Submit manuscript...
eISSN: 2469-2778

Hematology & Transfusion International Journal

Case Report Volume 5 Issue 5

Bone marrow necrosis- an unusual rare finding in multiple myeloma

Mariam Al Ghazal, Mohammed Dastagir AH Khan

Department of Hematopathology and Cytogenetic, Dammam regional laboratory, Saudi Arabia

Correspondence: Mariam Al Ghazal, Department of Hematopathology and Cytogenetic, Dammam regional laboratory, Saudi Arabia

Received: August 21, 2017 | Published: December 13, 2017

Citation: Ghazal MA, Khan MD. Bone marrow necrosis- an unusual rare finding in multiple myeloma. Hematol Transfus Int J. 2017;5(5):311-313. DOI: 10.15406/htij.2017.05.00134

Download PDF

Abstract

Bone marrow necrosis is a rare but important clinicopathological entity & is considered challenging to most of the pathologists. It is characterized by destruction of hematopoietic tissue with preservation of the bone. It presents as localized or diffuse generalized process. Many underlying diseases can lead to marrow necrosis, most commonly malignancies and rarely sickle cell disease. The prognosis in patients with bone marrow necrosis is poor. Clinicians must keep a high index of suspicion whenever there is fever, severe bone pain, elevated lactate dehydrogenase, and pancytopenia. Bone marrow biopsy remains the mainstay of the diagnosis We describe here a case of 45-years old patient who presented with sever back pain and was found to have extensive bone marrow necrosis later. The Bone marrow necrosis was due to underlying plasma cell dyscrasia.

Keywords: sickle cell disease, vasoactive substances, TNF α, CD45, plasma cell dyscrasia

Abbreviations

HIV, human immunodeficiency virus; G-CSF, granulocyte-colony-stimulating factor; WBC, white blood cell; ESR, erythrocyte sedimentation rate; CK, cytokeratin; BMN, bone marrow necrosis

Introduction

Bone marrow necrosis is a syndrome first reported by Wade and Stevenson1 in 1941. The typical findings are necrosis of myeloid tissue and medullary stroma leaving an amorphous eosinophilic background, ill-defined necrotic cells, and preserved cortical bone. Bone Marrow Necrosis is usually an unrecognized finding in Routine Bone Marrow Biopsy. According to the extent of Involvement, Bone Marrow Necrosis is classified into Minor (Grade I) involving <20% of the BM and Intermediate (Grade II) involving 20-50% of BM, Sever (Grade III) involving more than 50% of BM.

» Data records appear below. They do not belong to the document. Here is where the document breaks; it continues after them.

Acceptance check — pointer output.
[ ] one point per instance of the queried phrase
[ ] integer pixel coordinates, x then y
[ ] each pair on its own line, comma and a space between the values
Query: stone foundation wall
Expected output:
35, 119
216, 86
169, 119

The pathophysiology of bone marrow necrosis is still unclear. Failure of the microcirculation accompanied by hypoxemia causes damage to the cells. The toxicity and the release of toxins, cytokines, or vasoactive substances from the injured cells like TNF-α and Interleukin 6 lead to Bone Marrow Endothelial cell Injury with subsequent Micro vascular occlusion play an important role in the pathophysiology of bone marrow necrosis. The incidence of bone marrow necrosis is low.1 Etiologies are diverse. Numerous causes of bone marrow necrosis have been identified, including malignancy, radiation/chemotherapy, anorexia, human immunodeficiency virus (HIV)/AIDS, medication, infection, autoimmune disease, disseminated intravascular coagulation, antiphospholipid syndrome and other thrombotic disorders, granulocyte-colony-stimulating factor (G-CSF) exposure, and hemoglobinopathies.2

Case presentation

45 years old Saudi male patient who was admitted to neurosurgery department because of severe persistent low back pain, on examination he was pale with no fever, no lymphadenopathy nor organomegaly. Peripheral blood count reveals pancytopenia WBC (white blood cell): 3.79 X 103/ul (normal range is 4000-11,000/ul) HB: 9.3 g/dl (normal range 12.5-18g/dl) platelets: 32,000/ul (normal range is 150-450,000/ul). While the Morphology of the peripheral blood shows mild leukoerythroblastic picture (immature myeloid precursors plus normoblasts). There are also 4% atypical large cells with round nuclei & abundant light blue cytoplasm. Biochemical profile reveals increased lactic dehydrogenase (LDH): 2126u/l (normal range is 100-200), increased alkaline phosatase: 1018u/l (normal range is 50-136). Albumin level was mildly low 25g/l (normal range is 30-50). Ferritin level is increased 678ng/ml (normal range is 16-294).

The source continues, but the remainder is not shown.